10 March 2017

Philosophy at the Showroom: Strangers and Enemies

Showroom cinema

Philosophy at the Showroom is a series of sessions probing the philosophical questions raised by some of cinema’s most intriguing films, and discussing books that have philosophical themes (either philosophical texts, or other works that raise philosophical questions).

For the March session, Dr Dina Gusejnova from the Department of History, will introduce a screening of Orson Welles’ ‘The Stranger' (1946) and lead a discussion on strangers and enemies, on 30 March, 6pm at the Showroom Cinema.

The Stranger

The Stranger (1946) by Orson Welles is an American film noir set in an idyllic New England college town. It wouldn’t be an Orson Welles film if a darker plot didn’t gradually unfold here, however – with Welles himself miming the sinister key protagonist. Historian Dina Gusejnova will show that the film points us to a cardinal theme of twentieth-century political thought, the idea of restoring justice in a world out of joint. In this case, a local stranger is suspected of being nothing less than an enemy of humanity. But disconcertingly, just when everyone thought justice has been regained, in this sleepy New England town, time itself appears to have stopped.

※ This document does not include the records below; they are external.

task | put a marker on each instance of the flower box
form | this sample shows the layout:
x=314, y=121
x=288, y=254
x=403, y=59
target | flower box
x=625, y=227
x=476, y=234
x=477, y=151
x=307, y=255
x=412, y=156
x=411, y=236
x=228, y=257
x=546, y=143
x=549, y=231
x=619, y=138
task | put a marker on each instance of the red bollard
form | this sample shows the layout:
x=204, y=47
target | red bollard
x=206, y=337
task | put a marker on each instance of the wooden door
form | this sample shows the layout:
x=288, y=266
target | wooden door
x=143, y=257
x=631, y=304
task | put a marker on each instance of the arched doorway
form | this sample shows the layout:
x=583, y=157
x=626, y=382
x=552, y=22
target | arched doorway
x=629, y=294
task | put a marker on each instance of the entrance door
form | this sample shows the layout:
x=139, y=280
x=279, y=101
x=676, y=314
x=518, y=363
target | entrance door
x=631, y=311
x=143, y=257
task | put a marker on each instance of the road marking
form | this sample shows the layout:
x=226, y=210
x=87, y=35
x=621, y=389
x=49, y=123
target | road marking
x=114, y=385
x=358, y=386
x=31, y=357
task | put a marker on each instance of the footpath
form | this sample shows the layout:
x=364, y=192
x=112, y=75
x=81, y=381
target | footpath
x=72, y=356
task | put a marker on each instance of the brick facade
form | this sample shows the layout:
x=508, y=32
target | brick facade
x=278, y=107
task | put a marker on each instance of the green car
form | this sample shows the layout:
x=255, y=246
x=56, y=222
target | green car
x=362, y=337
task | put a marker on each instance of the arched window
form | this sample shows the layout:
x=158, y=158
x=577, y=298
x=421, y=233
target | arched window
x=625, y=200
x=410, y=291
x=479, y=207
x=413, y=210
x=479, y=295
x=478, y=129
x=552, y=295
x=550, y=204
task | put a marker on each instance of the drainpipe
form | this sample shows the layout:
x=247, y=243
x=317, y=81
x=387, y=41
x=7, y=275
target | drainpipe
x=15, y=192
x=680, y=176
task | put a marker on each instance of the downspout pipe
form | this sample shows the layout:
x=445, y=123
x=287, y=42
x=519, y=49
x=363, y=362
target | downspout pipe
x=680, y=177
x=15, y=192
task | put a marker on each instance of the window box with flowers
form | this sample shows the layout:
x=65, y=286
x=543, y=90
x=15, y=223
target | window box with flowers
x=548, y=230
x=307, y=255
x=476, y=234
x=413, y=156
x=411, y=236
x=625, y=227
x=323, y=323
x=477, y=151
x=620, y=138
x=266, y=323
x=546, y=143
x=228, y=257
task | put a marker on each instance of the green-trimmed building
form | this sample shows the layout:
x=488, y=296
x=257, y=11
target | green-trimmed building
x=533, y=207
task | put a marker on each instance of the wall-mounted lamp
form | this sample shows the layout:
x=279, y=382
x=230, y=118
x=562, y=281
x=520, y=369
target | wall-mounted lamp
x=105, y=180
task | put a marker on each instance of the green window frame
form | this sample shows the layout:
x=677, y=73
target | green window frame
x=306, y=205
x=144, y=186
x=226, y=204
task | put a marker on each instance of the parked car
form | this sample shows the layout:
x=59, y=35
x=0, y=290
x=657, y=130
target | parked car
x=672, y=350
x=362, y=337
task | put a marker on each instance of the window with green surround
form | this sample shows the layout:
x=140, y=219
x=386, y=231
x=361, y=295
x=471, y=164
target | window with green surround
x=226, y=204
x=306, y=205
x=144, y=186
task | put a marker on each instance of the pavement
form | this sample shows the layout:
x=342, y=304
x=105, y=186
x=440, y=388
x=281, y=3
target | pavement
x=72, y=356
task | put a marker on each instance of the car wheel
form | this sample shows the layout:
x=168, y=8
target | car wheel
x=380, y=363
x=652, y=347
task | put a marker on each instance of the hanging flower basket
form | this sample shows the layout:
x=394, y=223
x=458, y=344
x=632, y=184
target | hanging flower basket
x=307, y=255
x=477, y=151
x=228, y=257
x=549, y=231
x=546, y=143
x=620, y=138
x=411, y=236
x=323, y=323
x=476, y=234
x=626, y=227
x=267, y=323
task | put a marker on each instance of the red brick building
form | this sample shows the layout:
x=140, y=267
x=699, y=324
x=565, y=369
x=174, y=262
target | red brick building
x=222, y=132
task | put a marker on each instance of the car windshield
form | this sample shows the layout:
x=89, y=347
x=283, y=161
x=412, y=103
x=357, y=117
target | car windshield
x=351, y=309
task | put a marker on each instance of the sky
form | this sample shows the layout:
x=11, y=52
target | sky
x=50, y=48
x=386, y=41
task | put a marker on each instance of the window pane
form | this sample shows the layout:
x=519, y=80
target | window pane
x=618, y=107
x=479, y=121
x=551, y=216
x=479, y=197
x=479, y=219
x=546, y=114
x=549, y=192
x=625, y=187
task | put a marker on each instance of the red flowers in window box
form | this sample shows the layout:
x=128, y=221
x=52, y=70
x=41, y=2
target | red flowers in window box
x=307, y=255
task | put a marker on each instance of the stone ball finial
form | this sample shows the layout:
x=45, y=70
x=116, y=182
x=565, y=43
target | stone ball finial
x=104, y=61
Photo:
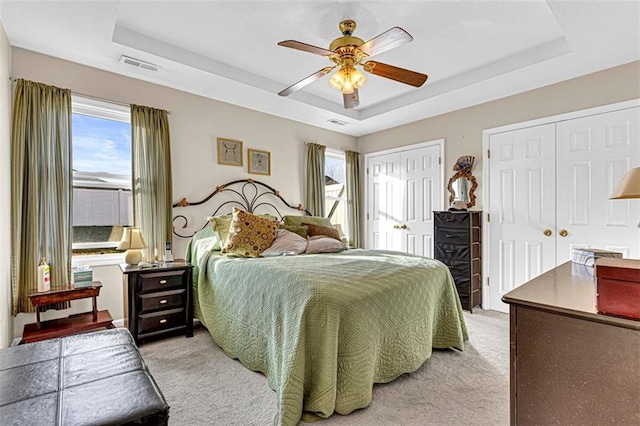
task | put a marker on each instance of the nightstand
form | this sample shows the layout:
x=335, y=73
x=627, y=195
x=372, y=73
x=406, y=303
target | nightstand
x=159, y=299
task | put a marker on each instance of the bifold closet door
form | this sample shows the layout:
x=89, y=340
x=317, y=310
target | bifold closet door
x=403, y=190
x=593, y=154
x=522, y=205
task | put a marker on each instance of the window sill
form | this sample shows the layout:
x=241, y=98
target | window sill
x=98, y=259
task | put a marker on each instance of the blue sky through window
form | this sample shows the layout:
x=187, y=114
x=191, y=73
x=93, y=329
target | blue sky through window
x=101, y=145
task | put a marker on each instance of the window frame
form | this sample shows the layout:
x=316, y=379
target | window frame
x=97, y=108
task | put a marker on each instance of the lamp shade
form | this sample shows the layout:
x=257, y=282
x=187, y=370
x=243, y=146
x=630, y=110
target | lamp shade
x=131, y=239
x=629, y=186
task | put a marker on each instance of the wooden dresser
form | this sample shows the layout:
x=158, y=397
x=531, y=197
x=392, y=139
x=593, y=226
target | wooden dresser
x=570, y=365
x=458, y=244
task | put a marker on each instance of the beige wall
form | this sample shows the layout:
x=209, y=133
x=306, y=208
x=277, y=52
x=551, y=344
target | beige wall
x=195, y=123
x=462, y=130
x=5, y=191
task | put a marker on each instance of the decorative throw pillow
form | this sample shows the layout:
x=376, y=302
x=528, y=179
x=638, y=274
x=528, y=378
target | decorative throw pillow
x=249, y=235
x=300, y=230
x=220, y=225
x=298, y=220
x=324, y=244
x=329, y=231
x=286, y=243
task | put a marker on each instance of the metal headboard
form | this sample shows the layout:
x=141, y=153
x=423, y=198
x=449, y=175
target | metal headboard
x=248, y=194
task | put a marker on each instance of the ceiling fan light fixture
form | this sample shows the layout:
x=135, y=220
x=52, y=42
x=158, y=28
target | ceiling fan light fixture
x=347, y=80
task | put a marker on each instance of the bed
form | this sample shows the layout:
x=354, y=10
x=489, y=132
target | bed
x=323, y=328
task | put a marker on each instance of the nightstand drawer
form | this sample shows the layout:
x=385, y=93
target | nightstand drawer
x=161, y=320
x=159, y=281
x=162, y=300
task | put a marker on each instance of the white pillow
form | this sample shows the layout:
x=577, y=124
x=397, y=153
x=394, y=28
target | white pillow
x=286, y=242
x=324, y=244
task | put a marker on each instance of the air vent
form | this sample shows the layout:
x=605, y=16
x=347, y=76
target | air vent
x=138, y=63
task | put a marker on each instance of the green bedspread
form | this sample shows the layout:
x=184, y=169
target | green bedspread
x=324, y=327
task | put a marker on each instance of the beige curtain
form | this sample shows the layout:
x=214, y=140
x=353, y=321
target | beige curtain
x=152, y=183
x=41, y=188
x=353, y=197
x=315, y=179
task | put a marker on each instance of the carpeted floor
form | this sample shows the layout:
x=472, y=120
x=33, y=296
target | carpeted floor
x=203, y=386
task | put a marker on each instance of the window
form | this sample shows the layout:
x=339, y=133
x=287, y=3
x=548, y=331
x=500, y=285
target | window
x=101, y=150
x=335, y=189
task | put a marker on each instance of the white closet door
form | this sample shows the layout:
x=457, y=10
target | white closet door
x=385, y=193
x=422, y=179
x=593, y=154
x=522, y=205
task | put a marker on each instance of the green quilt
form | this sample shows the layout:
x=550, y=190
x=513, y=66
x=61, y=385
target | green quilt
x=324, y=327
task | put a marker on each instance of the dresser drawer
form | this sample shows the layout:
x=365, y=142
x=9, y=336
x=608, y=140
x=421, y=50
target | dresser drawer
x=161, y=320
x=452, y=220
x=452, y=236
x=159, y=281
x=458, y=269
x=452, y=252
x=162, y=300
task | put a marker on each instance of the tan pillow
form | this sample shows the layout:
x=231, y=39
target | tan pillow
x=324, y=244
x=298, y=220
x=286, y=243
x=220, y=225
x=300, y=230
x=322, y=230
x=249, y=235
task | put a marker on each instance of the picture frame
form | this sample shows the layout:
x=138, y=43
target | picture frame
x=229, y=152
x=259, y=162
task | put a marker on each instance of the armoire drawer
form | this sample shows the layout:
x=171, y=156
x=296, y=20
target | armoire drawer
x=453, y=252
x=451, y=220
x=452, y=236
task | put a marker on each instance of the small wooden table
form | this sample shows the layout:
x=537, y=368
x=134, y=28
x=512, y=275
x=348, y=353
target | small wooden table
x=72, y=324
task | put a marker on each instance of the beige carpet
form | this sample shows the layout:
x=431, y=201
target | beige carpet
x=205, y=387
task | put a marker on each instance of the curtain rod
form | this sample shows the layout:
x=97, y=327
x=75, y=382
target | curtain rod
x=13, y=80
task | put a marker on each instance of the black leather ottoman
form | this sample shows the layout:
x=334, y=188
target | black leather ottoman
x=94, y=378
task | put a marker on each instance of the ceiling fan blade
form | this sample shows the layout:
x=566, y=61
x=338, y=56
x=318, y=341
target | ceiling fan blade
x=299, y=85
x=305, y=47
x=402, y=75
x=351, y=100
x=388, y=40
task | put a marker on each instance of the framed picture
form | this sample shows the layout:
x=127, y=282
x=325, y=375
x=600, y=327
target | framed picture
x=259, y=162
x=229, y=152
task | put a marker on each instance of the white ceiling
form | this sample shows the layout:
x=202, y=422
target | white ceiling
x=473, y=51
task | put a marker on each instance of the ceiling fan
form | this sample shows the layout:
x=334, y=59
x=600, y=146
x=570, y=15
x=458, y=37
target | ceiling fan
x=347, y=52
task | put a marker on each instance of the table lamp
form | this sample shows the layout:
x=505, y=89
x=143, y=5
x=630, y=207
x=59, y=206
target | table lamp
x=132, y=242
x=629, y=186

The relationship between German history and world history is linked in the film through two key characters in the film, known by the names of Meinike and Rankin. As I shall argue, these characters – and the ideas they represent in the plot -- refer to the most eminent German historians of the modern era. Friedrich Meinecke’s career spanned the Belle Epoque, the Weimar era, and even, in ‘internal exile’, National Socialism. Leopold von Ranke, the eminent nineteenth-century Prussian founder of modern history, had introduced all Europeans to the idea of thinking about history as a science of ‘what actually happened’. Far from being witnesses or storytellers, however, in this film, it is the historians who act. The film should thus be of interest to all those who are interested in the question to what extent a good life in the present depends on our knowledge of what happened in the past.

Tickets and further information

The standard Showroom admission charge applies.